As the Founding Director of the Nottingham Centre for the Study and Reduction of Bias, Prejudice and Hate Crimes, I am aware of how allowing the teaching of absurdities might perhaps lead ultimately - along a spectrum of such'dysology' (bad scholarship) - to the production of "academic atrocities". I think it might well also play a hand in facilitating violent atrocities. For example, according to many scholars, Adolph Hitler was convinced that the fictional book "The Protocols of Zion" was evidence of a genuine Jewish world domination conspiracy. That fallacious belief byHitler, combined with his pseudo-scientific notions of white Aryan supremacy, played no small part in the arguments made inside his own head and then conveyed to others for carrying out the Holocaust.
Hence, as a hate crimes scholar, I am interested in researching what may possibly be a process by which academic absurdities lead to violent irrationalism of the kind that happened in hit Paris this month.
I am interested also in other areas where the exposure of stains upon the silence have been criticised.
I am currently reading "The Book of Matt: Hidden Truths about the Murder of Matthew Sheppard' (Here). The book (written by the gay journalist Stephen Jimenez) reveals considerable new, hard dis-confirming evidence for the orthodox criminological 'knowledge' that Matthew Shepard was the victim of a homophobic hate crime. Jimenez has been criticised by his detractors for denigrating the official story of the Matthew Shepard killing because the evidence he is presenting provides ammunition for the anti-hate crime lobby, because the Shepard killing was one of two recognised notorious hate crimes that led to the enactment of hate crime legislation in the USA.
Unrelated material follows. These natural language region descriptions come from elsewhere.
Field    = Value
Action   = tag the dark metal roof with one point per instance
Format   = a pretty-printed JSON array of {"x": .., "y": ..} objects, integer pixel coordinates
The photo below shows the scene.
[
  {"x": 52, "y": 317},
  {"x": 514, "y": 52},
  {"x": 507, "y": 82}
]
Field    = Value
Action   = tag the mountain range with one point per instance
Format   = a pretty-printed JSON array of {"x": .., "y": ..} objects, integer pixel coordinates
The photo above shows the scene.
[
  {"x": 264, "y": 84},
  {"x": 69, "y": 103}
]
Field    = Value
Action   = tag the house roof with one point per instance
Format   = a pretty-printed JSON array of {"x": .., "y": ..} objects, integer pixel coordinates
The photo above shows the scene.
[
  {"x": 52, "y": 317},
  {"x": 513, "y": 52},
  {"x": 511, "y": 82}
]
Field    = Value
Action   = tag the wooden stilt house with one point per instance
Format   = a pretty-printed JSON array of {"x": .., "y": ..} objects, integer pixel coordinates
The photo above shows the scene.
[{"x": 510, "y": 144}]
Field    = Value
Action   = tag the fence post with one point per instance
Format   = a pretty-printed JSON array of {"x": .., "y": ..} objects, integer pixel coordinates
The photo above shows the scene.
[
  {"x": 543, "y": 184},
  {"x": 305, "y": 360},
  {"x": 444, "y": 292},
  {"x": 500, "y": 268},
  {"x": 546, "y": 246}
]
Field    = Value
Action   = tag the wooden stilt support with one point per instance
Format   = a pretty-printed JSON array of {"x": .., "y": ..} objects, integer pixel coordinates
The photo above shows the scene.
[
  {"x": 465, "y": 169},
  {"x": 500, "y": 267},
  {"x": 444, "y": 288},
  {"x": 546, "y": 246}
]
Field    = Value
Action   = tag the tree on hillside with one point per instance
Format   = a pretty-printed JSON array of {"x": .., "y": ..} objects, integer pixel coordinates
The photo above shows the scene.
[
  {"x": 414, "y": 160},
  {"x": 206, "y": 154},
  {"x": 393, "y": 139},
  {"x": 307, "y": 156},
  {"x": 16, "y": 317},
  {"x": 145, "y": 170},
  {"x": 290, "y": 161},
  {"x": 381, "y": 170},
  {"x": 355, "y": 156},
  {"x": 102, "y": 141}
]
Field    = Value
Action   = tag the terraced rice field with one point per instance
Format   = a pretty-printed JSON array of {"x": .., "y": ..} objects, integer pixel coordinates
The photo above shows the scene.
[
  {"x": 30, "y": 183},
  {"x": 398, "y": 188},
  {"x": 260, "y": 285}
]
One of my colleagues, Claire Cohen recently published a book on male rape: ' Male Rape is a Feminist Issue: Feminism, Governmentality and Male Rape' (Here). Her book has received some vitriolic reviews by some academics who argue that her subject matter and arguments draws attention and resources away from the area that they have sought so long and so hard to establish, which is to have rape of women taken more seriously, prosecuted more effectively and treated more fairly - ultimately, with an aim to reduce the currently high incidence and prevalence of rape of females.
In all these cases that I outline in this blog post, I take to my heart and mind the reasoning supplied by Stephen Jimenez for exposing the stain upon the silence about the Shepard killing. He tells us that as a gay man he deserves better than to have the case made for better protection of the rights of the gay community based upon what is in fact discoverable with facts to be a myth.
I am, therefore, seeking out, exposing and tackling stains upon the silence, because the arguments for covering them up are what actually makes them a stain upon the silence in the first place.